Sharp's immediate target is to recover from a foot injury, on which she is receiving treatment at Loughborough.
Thereafter, the focus for the Olympic semi-finalist is competing at Hampden in Glasgow's Commonwealth Games next summer.
She said: "I know I'm in really good shape, it's just being able to get out and run on it (her foot).
"London was unbelievable - the crowd, the noise. I've only watched the video of my semi-final once and I heard the crowd when I was introduced and it was unbelievable.
"It comes with a huge pressure to do a good job and Glasgow is going to be the same.

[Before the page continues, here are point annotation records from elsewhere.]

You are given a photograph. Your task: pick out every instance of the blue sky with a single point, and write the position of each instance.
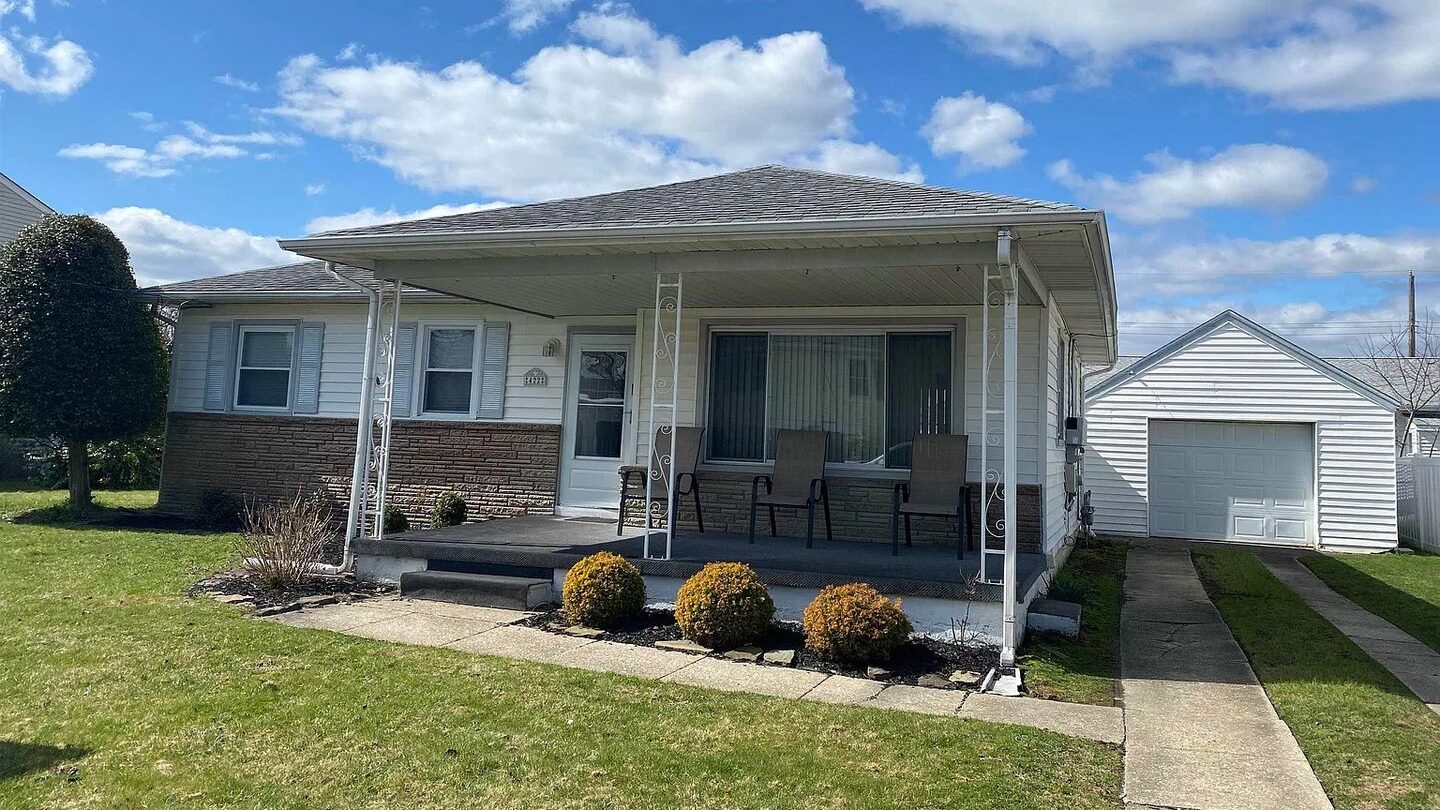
(1275, 156)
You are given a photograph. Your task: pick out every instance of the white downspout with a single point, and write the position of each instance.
(1005, 679)
(365, 423)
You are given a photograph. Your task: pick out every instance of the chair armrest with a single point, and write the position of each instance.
(755, 486)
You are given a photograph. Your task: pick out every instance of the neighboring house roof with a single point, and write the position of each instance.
(290, 281)
(765, 193)
(19, 190)
(18, 209)
(1234, 319)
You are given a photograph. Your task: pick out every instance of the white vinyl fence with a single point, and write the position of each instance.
(1417, 484)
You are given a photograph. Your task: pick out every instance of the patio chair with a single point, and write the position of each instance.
(797, 483)
(938, 486)
(687, 454)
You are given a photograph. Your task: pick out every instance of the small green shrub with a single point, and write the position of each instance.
(450, 510)
(221, 510)
(725, 606)
(856, 624)
(1067, 590)
(395, 521)
(602, 590)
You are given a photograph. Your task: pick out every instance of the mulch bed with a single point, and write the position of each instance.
(241, 584)
(913, 660)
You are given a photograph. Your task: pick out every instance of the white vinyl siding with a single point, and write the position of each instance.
(16, 212)
(1231, 375)
(344, 352)
(1059, 519)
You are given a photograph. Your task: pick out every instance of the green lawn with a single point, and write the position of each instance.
(1086, 669)
(117, 691)
(1401, 588)
(1368, 738)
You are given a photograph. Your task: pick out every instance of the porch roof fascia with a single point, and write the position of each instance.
(370, 251)
(690, 234)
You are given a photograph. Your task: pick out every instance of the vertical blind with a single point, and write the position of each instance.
(871, 392)
(828, 382)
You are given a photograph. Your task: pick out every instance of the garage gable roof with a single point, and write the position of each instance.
(1237, 320)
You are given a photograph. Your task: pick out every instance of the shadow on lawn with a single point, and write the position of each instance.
(20, 758)
(1396, 606)
(107, 518)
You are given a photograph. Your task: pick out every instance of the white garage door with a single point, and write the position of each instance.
(1244, 482)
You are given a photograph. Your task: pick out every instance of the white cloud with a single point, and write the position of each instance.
(1299, 54)
(622, 107)
(523, 16)
(1318, 326)
(1266, 176)
(981, 133)
(870, 160)
(367, 216)
(23, 7)
(1028, 30)
(35, 65)
(120, 159)
(1341, 55)
(1362, 185)
(236, 82)
(164, 250)
(174, 150)
(1159, 264)
(147, 120)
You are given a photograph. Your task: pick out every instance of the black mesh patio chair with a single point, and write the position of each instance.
(938, 486)
(797, 483)
(687, 456)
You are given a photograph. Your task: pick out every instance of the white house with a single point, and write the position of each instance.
(534, 350)
(18, 209)
(1233, 433)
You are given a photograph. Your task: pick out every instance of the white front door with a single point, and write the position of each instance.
(1242, 482)
(596, 420)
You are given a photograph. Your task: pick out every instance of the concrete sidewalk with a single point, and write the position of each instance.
(494, 633)
(1200, 731)
(1413, 662)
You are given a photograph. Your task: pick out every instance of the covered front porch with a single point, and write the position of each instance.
(941, 594)
(689, 303)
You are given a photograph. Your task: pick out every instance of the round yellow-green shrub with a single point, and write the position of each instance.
(602, 590)
(723, 606)
(854, 624)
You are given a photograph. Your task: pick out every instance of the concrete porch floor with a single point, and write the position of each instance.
(545, 542)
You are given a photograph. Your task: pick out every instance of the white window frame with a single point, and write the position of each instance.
(290, 369)
(955, 327)
(424, 369)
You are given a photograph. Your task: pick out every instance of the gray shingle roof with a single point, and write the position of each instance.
(765, 193)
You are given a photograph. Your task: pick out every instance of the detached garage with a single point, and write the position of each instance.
(1234, 434)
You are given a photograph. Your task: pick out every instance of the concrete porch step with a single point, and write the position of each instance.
(480, 590)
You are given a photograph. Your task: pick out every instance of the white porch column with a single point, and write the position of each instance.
(383, 420)
(664, 399)
(1000, 401)
(354, 518)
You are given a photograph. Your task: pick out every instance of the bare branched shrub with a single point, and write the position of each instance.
(281, 542)
(1384, 362)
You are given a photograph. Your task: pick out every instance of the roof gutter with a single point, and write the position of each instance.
(619, 234)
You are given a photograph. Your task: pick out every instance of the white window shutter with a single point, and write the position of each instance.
(218, 366)
(307, 372)
(403, 371)
(493, 372)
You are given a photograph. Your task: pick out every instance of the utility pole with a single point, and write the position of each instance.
(1411, 313)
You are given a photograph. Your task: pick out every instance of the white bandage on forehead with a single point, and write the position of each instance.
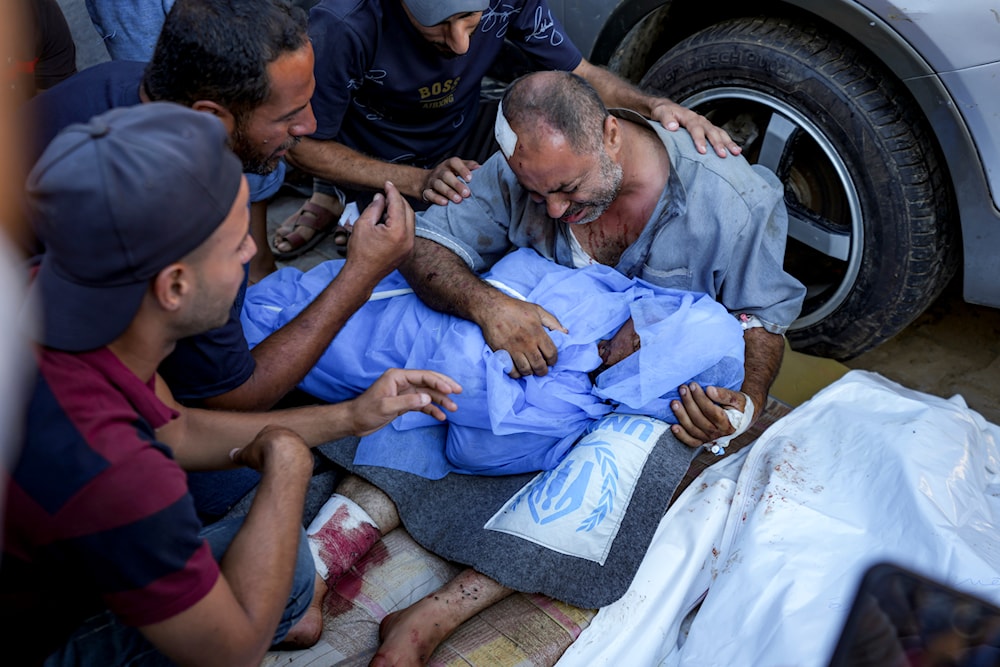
(504, 134)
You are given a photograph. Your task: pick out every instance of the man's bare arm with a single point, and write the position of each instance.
(700, 412)
(283, 358)
(444, 282)
(335, 162)
(617, 92)
(204, 439)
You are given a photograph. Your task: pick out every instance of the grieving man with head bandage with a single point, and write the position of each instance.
(627, 348)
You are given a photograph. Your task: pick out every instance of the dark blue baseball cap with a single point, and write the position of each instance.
(114, 201)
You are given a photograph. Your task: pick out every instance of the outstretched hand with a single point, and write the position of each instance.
(701, 413)
(522, 329)
(673, 116)
(382, 237)
(447, 182)
(398, 391)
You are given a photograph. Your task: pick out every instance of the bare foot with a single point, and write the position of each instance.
(409, 637)
(307, 631)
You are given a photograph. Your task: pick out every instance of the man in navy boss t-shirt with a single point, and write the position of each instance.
(398, 98)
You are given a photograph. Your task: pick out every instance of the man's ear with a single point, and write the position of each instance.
(612, 135)
(219, 111)
(172, 286)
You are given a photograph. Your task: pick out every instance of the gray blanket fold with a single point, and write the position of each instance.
(447, 516)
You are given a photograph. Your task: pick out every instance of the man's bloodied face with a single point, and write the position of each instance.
(264, 135)
(575, 188)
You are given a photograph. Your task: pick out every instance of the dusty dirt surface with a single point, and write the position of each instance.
(953, 348)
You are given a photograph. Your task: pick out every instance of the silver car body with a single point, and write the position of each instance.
(946, 52)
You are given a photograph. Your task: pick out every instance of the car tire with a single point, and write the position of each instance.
(871, 233)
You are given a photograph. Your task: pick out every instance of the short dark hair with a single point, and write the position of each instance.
(219, 50)
(564, 101)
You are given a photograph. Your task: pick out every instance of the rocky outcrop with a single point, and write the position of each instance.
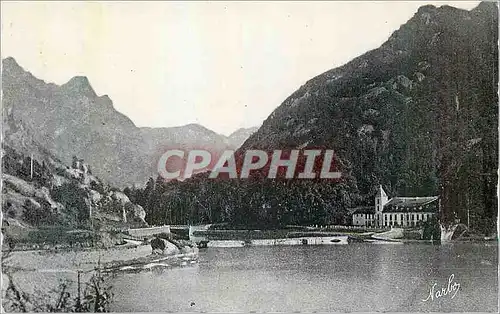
(59, 195)
(72, 119)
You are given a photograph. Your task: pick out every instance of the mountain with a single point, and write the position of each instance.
(72, 119)
(41, 193)
(238, 137)
(418, 115)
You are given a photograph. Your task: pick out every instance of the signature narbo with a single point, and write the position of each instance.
(451, 289)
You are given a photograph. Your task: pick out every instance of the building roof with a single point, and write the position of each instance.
(381, 193)
(412, 204)
(363, 210)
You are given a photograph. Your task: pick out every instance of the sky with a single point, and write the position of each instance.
(224, 65)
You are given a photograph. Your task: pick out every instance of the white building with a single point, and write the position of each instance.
(396, 212)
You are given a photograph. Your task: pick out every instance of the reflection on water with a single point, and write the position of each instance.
(357, 277)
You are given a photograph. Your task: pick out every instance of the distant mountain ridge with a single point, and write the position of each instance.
(72, 119)
(418, 115)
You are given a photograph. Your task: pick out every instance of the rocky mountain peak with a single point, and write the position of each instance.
(80, 85)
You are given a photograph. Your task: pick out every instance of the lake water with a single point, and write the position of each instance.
(354, 277)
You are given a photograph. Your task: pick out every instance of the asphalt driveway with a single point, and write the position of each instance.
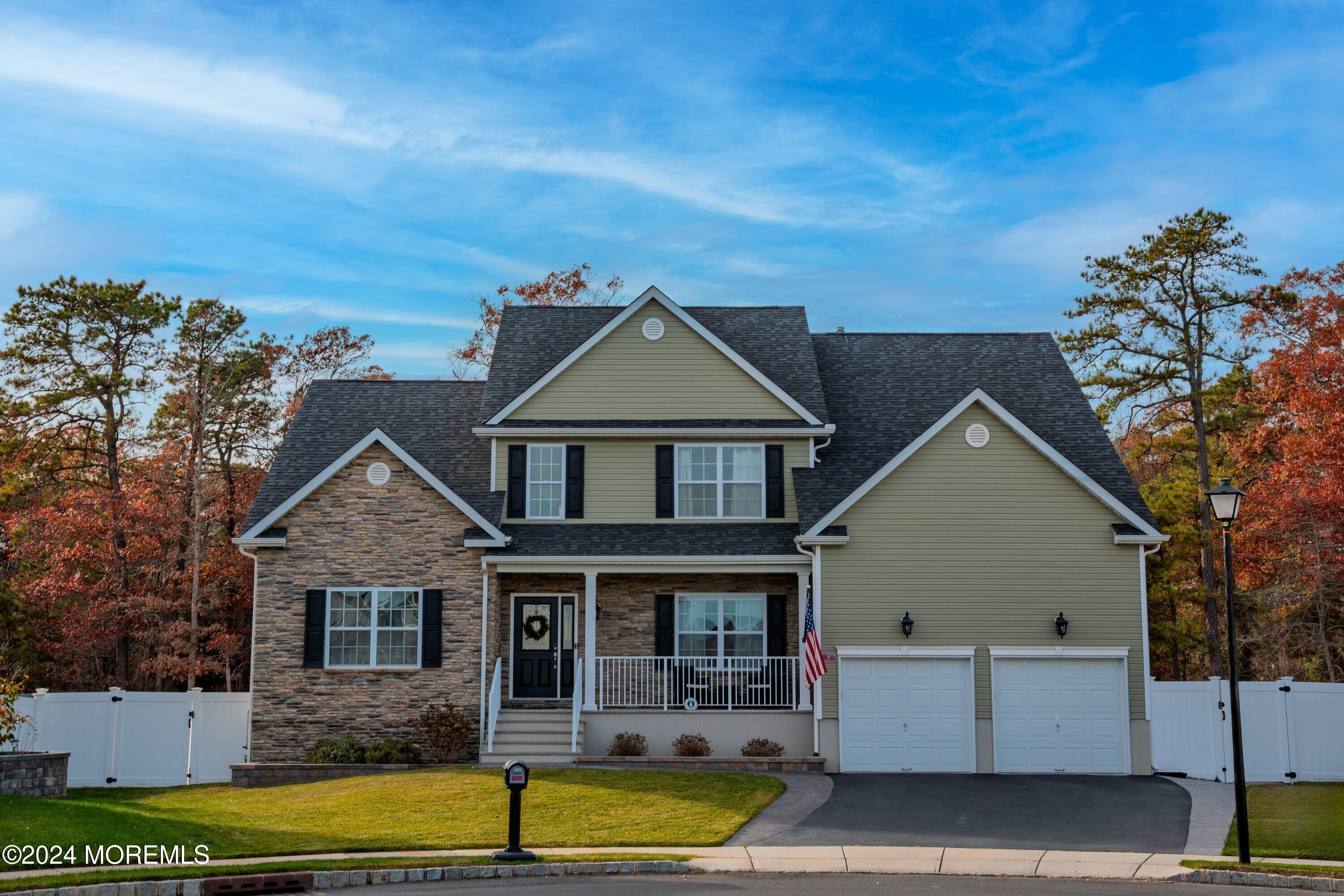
(1003, 812)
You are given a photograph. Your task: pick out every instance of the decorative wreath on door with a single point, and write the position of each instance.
(535, 626)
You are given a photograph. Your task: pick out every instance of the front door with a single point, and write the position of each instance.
(543, 646)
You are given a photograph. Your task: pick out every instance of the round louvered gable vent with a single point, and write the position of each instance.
(654, 330)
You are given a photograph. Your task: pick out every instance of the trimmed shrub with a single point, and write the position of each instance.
(445, 732)
(628, 743)
(336, 750)
(762, 747)
(691, 746)
(392, 751)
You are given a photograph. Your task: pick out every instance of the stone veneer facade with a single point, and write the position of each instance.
(351, 534)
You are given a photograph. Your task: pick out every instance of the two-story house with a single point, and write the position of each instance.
(621, 527)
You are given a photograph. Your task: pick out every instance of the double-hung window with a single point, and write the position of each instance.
(721, 626)
(373, 628)
(546, 481)
(721, 481)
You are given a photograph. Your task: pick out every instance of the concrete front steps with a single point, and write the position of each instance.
(535, 737)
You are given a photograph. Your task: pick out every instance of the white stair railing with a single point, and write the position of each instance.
(577, 699)
(494, 708)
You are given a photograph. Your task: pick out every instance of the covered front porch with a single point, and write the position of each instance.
(624, 642)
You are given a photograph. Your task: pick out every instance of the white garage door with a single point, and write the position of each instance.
(905, 715)
(1060, 715)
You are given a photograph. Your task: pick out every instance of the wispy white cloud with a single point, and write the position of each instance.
(228, 90)
(328, 310)
(19, 211)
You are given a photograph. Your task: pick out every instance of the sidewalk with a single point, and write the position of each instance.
(912, 860)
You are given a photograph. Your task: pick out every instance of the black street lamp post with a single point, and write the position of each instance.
(1226, 501)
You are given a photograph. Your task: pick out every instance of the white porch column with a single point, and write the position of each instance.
(804, 694)
(589, 641)
(816, 622)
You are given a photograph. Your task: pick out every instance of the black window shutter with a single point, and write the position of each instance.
(664, 625)
(574, 481)
(663, 480)
(776, 626)
(432, 629)
(775, 480)
(518, 480)
(314, 628)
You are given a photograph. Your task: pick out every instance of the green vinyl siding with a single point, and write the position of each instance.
(681, 377)
(619, 482)
(983, 547)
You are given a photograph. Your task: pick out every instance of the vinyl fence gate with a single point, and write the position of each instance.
(1291, 730)
(140, 739)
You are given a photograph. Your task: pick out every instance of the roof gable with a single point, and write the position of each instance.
(771, 346)
(678, 377)
(980, 397)
(347, 457)
(429, 420)
(885, 390)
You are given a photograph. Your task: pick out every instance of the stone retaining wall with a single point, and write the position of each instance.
(811, 765)
(269, 774)
(34, 774)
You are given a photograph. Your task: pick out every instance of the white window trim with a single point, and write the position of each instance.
(373, 626)
(719, 447)
(527, 493)
(721, 595)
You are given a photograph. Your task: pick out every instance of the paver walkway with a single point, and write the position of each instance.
(1211, 810)
(916, 860)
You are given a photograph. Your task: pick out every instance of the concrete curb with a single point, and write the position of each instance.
(324, 880)
(1261, 879)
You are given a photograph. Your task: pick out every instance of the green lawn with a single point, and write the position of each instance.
(1299, 821)
(1271, 868)
(435, 809)
(81, 879)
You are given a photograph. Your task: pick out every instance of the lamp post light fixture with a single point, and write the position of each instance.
(1225, 500)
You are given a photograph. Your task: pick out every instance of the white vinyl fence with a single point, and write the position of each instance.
(140, 739)
(1291, 730)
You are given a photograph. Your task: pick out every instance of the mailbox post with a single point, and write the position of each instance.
(515, 778)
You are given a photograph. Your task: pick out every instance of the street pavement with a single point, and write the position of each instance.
(830, 884)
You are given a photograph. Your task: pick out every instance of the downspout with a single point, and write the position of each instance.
(252, 656)
(818, 448)
(486, 603)
(816, 621)
(1143, 597)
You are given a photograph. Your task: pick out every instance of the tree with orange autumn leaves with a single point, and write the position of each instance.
(116, 563)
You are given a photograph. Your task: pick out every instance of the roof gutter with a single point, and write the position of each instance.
(655, 432)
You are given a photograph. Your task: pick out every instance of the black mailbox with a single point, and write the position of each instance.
(515, 775)
(515, 778)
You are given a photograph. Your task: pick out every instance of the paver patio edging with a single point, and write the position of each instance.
(324, 880)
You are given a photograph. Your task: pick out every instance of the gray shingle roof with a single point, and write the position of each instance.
(432, 420)
(883, 390)
(531, 340)
(650, 540)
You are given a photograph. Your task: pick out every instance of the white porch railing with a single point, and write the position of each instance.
(667, 683)
(494, 708)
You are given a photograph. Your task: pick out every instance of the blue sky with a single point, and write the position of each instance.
(889, 166)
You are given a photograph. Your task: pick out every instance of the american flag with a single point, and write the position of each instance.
(814, 665)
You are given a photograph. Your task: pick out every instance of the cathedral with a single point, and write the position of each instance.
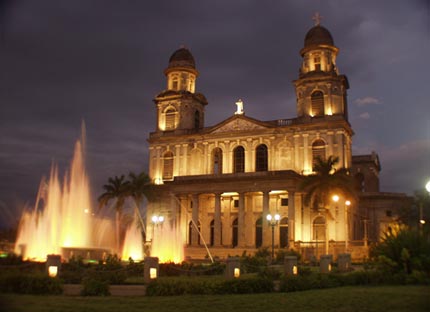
(218, 184)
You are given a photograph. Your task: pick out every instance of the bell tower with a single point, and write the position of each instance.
(320, 89)
(179, 107)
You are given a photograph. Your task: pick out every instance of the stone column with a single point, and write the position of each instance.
(265, 225)
(206, 159)
(291, 219)
(177, 164)
(228, 160)
(330, 143)
(150, 269)
(241, 221)
(296, 152)
(307, 165)
(217, 220)
(195, 219)
(340, 148)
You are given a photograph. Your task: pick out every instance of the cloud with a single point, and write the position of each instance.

"I'd like to go and see Hampden once the track is down. I still see it as a football stadium.
"I hear the track is going to be raised and I'm keen to see how it's going to look."
Sharp's team-mate and Sharp is keen to be part of the quartet, with Lee McConnell, Kirsten McAlsan the likely other candidates.
"I need to get a few more 400m's in me. I'd love to get in that team but it's going to be tough," she said.
"With Eilidh alone we've got a huge start so it's just everyone raising their game and getting their times down and putting a good team together, which I certainly think is possible."